Черт возьми! Да это же Брайс-Грин!
– Кестер? Ну конечно, это вы! Вот встреча! Вы совсем пропали! А помните наш старый балаган, сколько было потехи, когда мы ставили "Старого ворчуна"? Честное слово, рад видеть вас! Вы заняты? Идемте позавтракаем вместе.
Брайс-Грин – состоятельный человек и меценат – был душой общества на этом приморском курорте.
Кестер ответил, лениво растягивая слова:
– С удовольствием.
А внутренний голос торопливо подсказывал: "Послушан, мой милый, ты, кажется, сейчас позавтракаешь!"
Они шагали рядом, один – высокий, в поношенном костюме, другой – кругленький, но одетый с иголочки.
– Вам знакомо это заведение? Зайдем! Филлис, два коктейля и кракеры с икрой. Это мой друг – мистер Кестер.
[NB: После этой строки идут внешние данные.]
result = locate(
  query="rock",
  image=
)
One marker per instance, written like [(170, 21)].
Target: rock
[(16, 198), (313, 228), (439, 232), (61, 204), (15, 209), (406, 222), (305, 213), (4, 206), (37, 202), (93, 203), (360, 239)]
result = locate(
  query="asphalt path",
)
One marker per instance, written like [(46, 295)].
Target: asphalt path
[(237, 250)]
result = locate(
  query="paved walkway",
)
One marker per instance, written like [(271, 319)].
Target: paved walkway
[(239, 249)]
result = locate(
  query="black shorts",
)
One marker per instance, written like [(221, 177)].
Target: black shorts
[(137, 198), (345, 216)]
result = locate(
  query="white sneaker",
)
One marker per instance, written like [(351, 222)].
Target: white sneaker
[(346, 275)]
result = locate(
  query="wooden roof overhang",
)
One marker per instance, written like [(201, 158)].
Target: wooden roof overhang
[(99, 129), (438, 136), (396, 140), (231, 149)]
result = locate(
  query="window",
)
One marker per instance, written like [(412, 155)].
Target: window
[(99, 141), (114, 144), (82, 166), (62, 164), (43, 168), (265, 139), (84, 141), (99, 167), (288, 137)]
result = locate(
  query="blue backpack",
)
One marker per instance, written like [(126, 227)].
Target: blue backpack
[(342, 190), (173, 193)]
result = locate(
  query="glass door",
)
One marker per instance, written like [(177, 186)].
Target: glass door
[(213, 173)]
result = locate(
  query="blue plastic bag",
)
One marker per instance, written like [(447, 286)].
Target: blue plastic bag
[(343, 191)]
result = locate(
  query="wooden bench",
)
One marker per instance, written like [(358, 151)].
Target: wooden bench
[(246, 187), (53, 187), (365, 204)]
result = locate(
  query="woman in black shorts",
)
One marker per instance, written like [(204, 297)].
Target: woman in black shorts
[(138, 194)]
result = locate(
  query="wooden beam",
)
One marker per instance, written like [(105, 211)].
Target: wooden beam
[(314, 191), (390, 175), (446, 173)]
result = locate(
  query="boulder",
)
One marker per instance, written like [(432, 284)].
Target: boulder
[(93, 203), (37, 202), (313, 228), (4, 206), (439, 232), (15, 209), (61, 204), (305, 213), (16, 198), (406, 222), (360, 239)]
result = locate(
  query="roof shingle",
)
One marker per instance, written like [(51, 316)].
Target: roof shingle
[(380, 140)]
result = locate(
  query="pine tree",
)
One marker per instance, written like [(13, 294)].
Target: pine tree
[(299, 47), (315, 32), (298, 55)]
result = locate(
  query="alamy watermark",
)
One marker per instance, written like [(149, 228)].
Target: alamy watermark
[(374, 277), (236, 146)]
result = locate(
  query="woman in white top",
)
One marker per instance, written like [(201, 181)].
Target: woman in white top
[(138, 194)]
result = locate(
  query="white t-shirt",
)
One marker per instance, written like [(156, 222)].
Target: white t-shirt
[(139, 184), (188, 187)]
Он выступает у нас здесь. Вам следует посмотреть мистера Кестера на сцене.
Девушка, подававшая коктейли и икру, с любопытством подняла на Кестера голубые глаза.
"Боже мой! Да я полгода не играл",
– Какая это роль, – небрежно протянул он, – надо им помочь… просто э… э… – брешь заполняю.
А где-то под жилетом отозвалась пустота: "И меня тоже надо заполнить".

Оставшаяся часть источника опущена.